But then came the weekend of Aug. 15-16.
“It’s been a pretty insane 12 hours across the Bay Area,” the National Weather Service forecasters reported, after the lightning storm during which white-hot bolts licked at the span of San Francisco’s landmark Bay Bridge.
But that was just Act I.
Act II came three weeks later, when another freak weather phenomenon occurred.
A vast high-pressure zone stretching from Alaska to the desert in the Southwest gave Denver a summer snowfall while pushing warm, dry winds toward the Pacific coast, said Greg Jones, a professor and research climatologist at Linfield University in McMinnville, Oregon. Normally, the winds that time of year go in the opposite direction.
Those gusts pushed the fires through trees and brush that had been drying out all summer, causing the blazes to explode in size and sending them rushing into towns and rural homes. Many residents barely had time to flee with just the clothes on their back.
Jones called the weather conditions “likely a once in a generation event.”
For the first time ever, five megafires — defined as covering at least 100,000 acres — were ablaze simultaneously in Oregon last week.

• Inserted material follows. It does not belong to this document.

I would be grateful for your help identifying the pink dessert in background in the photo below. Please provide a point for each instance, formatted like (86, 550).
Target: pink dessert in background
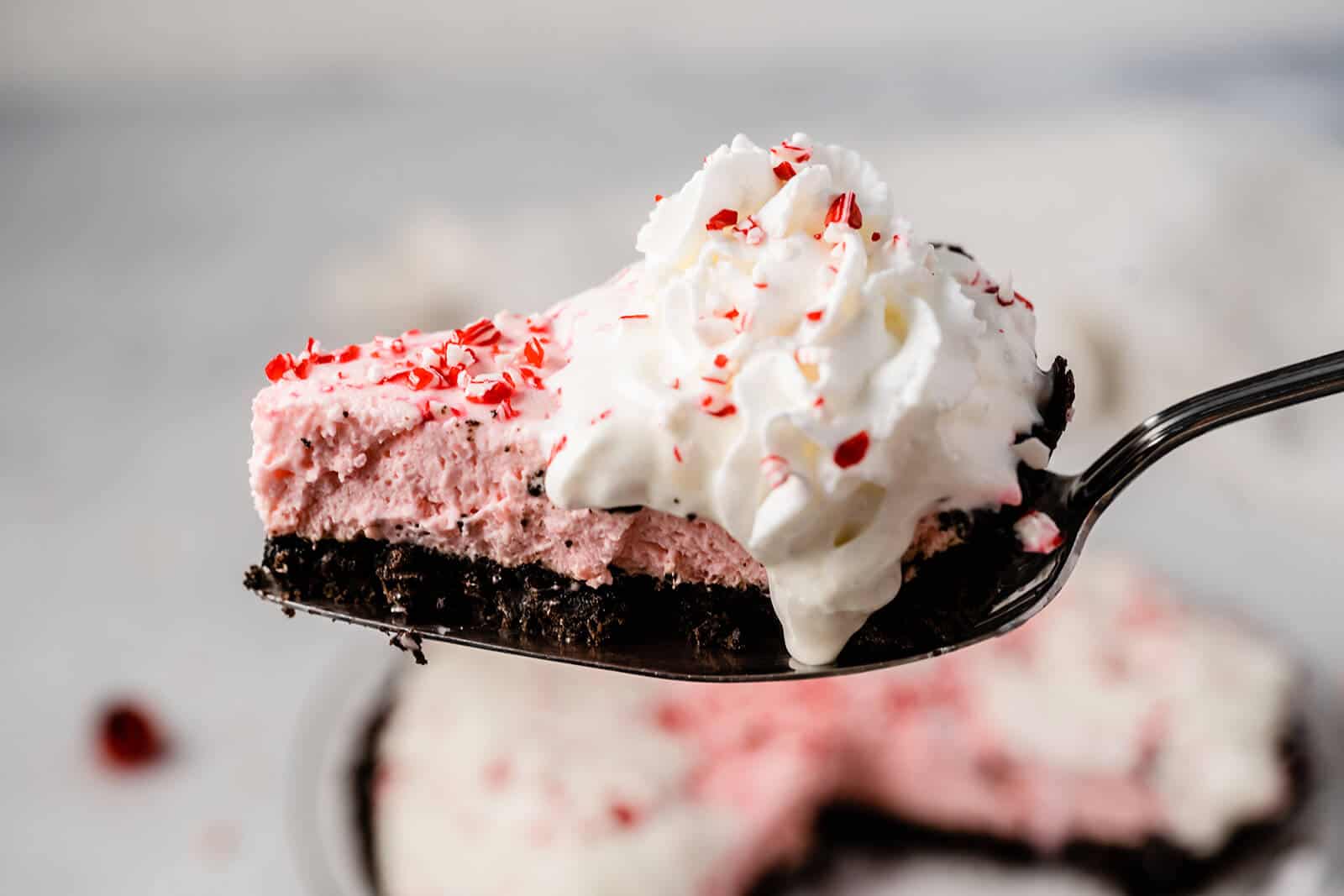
(1116, 716)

Smoke covered the West Coast states, creating some of the most hazardous air quality in the world. Seattle’s iconic Space Needle was all but hidden in brown haze, topped with an American flag that drooped as if in surrender. The smoke stretched clear across the continent and even blew over parts of Europe.
Armies of firefighters responded. Clad in orange fire-resistant suits and helmets and carrying Pulaski hand tools, they trudged across blackened earth toward the flames. National Guard troops joined the effort. Even local residents tried to save homes by gouging firelines by hand and with excavators and bulldozers.

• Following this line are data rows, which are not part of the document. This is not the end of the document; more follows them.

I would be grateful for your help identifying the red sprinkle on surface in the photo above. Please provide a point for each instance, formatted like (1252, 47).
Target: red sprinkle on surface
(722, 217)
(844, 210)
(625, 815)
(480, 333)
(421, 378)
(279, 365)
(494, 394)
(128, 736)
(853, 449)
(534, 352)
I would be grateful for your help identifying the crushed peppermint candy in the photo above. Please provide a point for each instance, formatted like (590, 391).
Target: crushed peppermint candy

“You gotta pull together in times like this because it’s like a war zone out here,” Kerry Kuenzi, an area resident who with several dozen others fought a monster fire in the community of Scotts Mills, Oregon, told The Oregonian/OregonLive.
The Beachie Creek Fire he faced covered less than a square mile on Sept. 7. Overnight, driven by high winds and extremely dry fuels, it grew to 205 square miles, fire managers said.

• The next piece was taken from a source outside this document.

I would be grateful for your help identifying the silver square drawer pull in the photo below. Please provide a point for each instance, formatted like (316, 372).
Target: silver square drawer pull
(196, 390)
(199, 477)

New fires continued to ignite in California and Oregon. One burned near Interstate 5 in Oregon not far from the California state line, turning most of the towns of Phoenix and Talent into a blackened landscape littered with the twisted remains of mobile homes and other structures.
The flames were so intense that firefighters sometimes had to retreat, including those facing a blaze threatening Portland’s southeastern suburbs.
“You can’t really stand there with a hose when you’ve got 30-mile-an-hour winds and dry fuels,” Gersbach said.
Firefighters from across the nation and Canada have descended on the region to help fight the blazes: There are more than 17,000 in California fighting over two dozen major fires, and more than 6,000 facing about a dozen blazes in Oregon.
About 5,300 square miles have burned this year in California — more than ever before, Cal Fire said. In Oregon, the figure is about 1,560 square miles, nearly double the 10-year average.
Residents are desperately hoping for rain to wash away the choking wildfire smoke. Predicted rains in fire-hit parts of Oregon haven’t arrived yet. California remains dry, though calming winds and lower temperatures — caused in part by the smoke blotting out the sun — have aided firefighters. Small amounts of rain are in the forecast for far northern California and the Sierra Nevada.
More than 38,000 people are still not able to return home in California, Gov. Gavin Newsom said Wednesday. Some 4,000 people remain in shelters in Oregon, according to the American Red Cross.
Some no longer have homes to return to. About 1,600 homes were destroyed in Oregon, the state Office of Emergency Management said, and 4,200 structures burned in California.
For some of those whose homes have survived, it’s too dangerous to return.
With the fire season not yet over, residents are praying for a respite before the next batch of large wildfires.